Alasan ekonomi sering kali menjadi alasan mengapa anak terjun langsung untuk mencari uang. Tidak hanya itu, tidak jarang pula pengemis yang sengaja membawa anak di bawah umur untuk menarik simpati dari orang yang melihatnya.Hal ini menyebabkan eksploitasi secara ekonomi terhadap anak menjadi hal yang lumrah.
Peran Pemerintah
Secara normatif, hak anak untuk mendapatkan perlindungan telah dijamin oleh Negara melalui UU Perlindungan Anak  (UU PA) Nomor 23 tahun 2002. Pasal 13 menyebutkan bahwa anak yang masih dalam pengasuhan orang tua atau wali berhak mendapatkan perlindungan dari perlakuan diskriminasi, eksploitasi ekonomi maupun seksual, penelantaran, kekerasan dan ketidakadilan.
Namun, kenyataannya kini banyak kasus mengenai penelantaran anak.

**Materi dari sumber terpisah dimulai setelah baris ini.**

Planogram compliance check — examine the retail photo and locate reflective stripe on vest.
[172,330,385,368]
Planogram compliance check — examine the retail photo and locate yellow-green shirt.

Menurut penuturan Menteri Sosial, Salim Segaf Al-Jufri, jumlah anak terlantar di Indonesia mencapai 4,5 juta anak,tersebar diberbagai daerah. Pemerintah melalui Kementrian Sosial sudah menyediakan dana sebesar 281 miliar rupiah (Psikologi Zone). Dana yang disediakan dengan jumalah anak yang harus diselamatkan sangat tidak seimbang. Dengan 281 miliar, hanya cukup untuk menangani 175 ribu anak, tak lebih dari 1%. Lantas, bagaimana dengan nasib anak yang lain?
Melihat realita tersebut, pemerintah seharusnya lebih peka. Eksploitasi anak merupakan masalah yang serius mengingat anak adalah calon penerus bangsa. Jika sejak masa kanak sudah ditelantarkan, bisa dibayangkan bagaimana hancurnya masa depan bangsa ini. Jika amanat dalam UU PA dilaksanakan, tentunya masalah ini akan bias teratasi. Anggaran untuk penanganan terhadap anak terlantar harus ditambah secara signifikan. Dengan dana tersebut, pemerintah bisa memberikan sarana belajar dan berlatih untuk anak. Disana, anak dapat belajar sekaligus berlatih keterampilan tertentu.
Walaupun tidak semua anak akan bersedia untuk meninggalkan pekerjaannya, setidaknya dengan sarana gratis, sebagian besar anak akan meningkat kualitasnya. Anak tidak harus turun langsung  ke jalanan yang rentan akan tindak kriminal. Dengan demikian, diharapkan kemampuan survival anak menjadi lebih baik. Orang tua juga tidak perlu khawatir mengeluarkan uang karena semua biaya ditanggung oleh pemerintah.
Selain itu, peran masyarakat juga sangat diperlukan. Dalam hal ini, kesadaran dan kepekaan sosial harus ditingkatkan. Masyarakat seharusnya tidak berdiam diri ketika melihat fenomena eksploitasi anak ini. Menyisihkan sebagian hartanya untuk membantu sesama diharapkan dapat dilakukan oleh semua pihak. Apalagi, masyarakat Indonesia yang dalam sejarah selalu dicitrakan sebagai masyarakat yang egaliter. Pancasila, sebagai dasar Negara juga menjunjung tinggi nilai-nilai kemanusiaan. Jangan sampai hal-hal tersebut hanya selesesai pada taraf normatif saja, tanpa ada implementasinya dalam kehidupan sekarang ini.